Cyber Security

Children could turn to cybercrime during cost-of-living crisis

14th September 2022
Paige West

40% of parents believe children will become the perpetrators of cybercrime because of a lack of money, during the current cost-of-living crisis.

This is according to a new survey conducted amongst 600 parents across the UK by Censuswide on behalf of International Cyber Expo, an annual cybersecurity event created to help people and businesses operate safely online.

The survey also revealed 40% of parents have fallen victim to at least one security breach as a result of their children’s online activities, with 17% experiencing a breach twice and 10% experiencing a breach three times. The survey was commissioned to understand the changing behaviours and attitudes of parents towards their children's online activity in light of the cost-of-living crisis.

Key findings include:

  • Over two thirds of parents (68%) agree they will teach their children about online security because they can’t afford to be hacked
  • A further 63% of parents want their children’s schools to do more to educate on cybersecurity awareness when returning to school this September
  • Sixty-two percent of parents believe people will be more vulnerable to hacking with the crisis as people will be more desperate

As expenses continue to balloon, many parents are also rethinking their children’s online spending. In fact, 55% agree they will be more vigilant about what their children are spending online, while 42% agree they will reduce their children’s budget for online purchases.
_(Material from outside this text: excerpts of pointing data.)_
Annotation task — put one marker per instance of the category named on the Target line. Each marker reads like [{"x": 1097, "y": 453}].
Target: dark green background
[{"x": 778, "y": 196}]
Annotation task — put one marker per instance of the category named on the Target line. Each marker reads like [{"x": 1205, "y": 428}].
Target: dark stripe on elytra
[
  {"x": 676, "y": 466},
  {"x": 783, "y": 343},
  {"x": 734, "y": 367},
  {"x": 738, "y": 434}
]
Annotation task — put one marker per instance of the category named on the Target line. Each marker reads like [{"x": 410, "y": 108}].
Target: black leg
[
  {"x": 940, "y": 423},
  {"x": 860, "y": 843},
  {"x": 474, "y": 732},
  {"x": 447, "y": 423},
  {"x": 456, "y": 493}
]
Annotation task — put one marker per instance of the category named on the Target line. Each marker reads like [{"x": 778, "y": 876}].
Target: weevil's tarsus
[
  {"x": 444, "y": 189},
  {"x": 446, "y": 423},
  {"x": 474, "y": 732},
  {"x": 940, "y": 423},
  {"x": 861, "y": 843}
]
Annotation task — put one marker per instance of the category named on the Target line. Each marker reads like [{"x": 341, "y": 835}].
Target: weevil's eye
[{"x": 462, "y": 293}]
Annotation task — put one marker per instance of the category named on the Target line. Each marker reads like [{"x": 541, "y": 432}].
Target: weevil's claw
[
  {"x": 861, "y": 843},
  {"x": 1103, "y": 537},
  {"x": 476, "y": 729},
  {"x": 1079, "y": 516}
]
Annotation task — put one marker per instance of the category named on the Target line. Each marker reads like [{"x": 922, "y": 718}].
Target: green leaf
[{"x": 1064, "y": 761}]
“Rising costs will certainly put pressure on many households in the coming months and the consequences could go two ways,” said Philip Ingram MBE, former senior British Military Intelligence Officer, and Content Lead for International Cyber Expo. “On one hand, we will likely see children and their parents bombarded with a greater number of cyber threats, such as phishing emails which will bank on the public’s financial stress. On the other hand, we may see children turn to cybercrime to compensate for the lack of finances. It is during such periods of heightened emotions that the world of cybercrime thrives.”

“With hacking tools becoming increasingly accessible and affordable on the internet, we have witnessed a rise in ‘script kiddies’; inexperienced hackers who carry out cyber-attacks. While ‘kiddies’ do not necessarily refer to the hacker’s age so much as their experience, many have been found to be teenagers. In fact, in the UK the average age of a referral to the National Cyber Crime Unit is just 15 years old,” adds Simon Newman, International Cyber Expo Advisory Council Member and CEO of Cyber Resilience Centre for London. “Although law enforcement agencies are working hard to take down the websites and forums that promote hacking, the results of this survey also demonstrate a need for parents/guardians to take an active interest in what their children are doing online to prevent them from falling on the wrong side of the law.”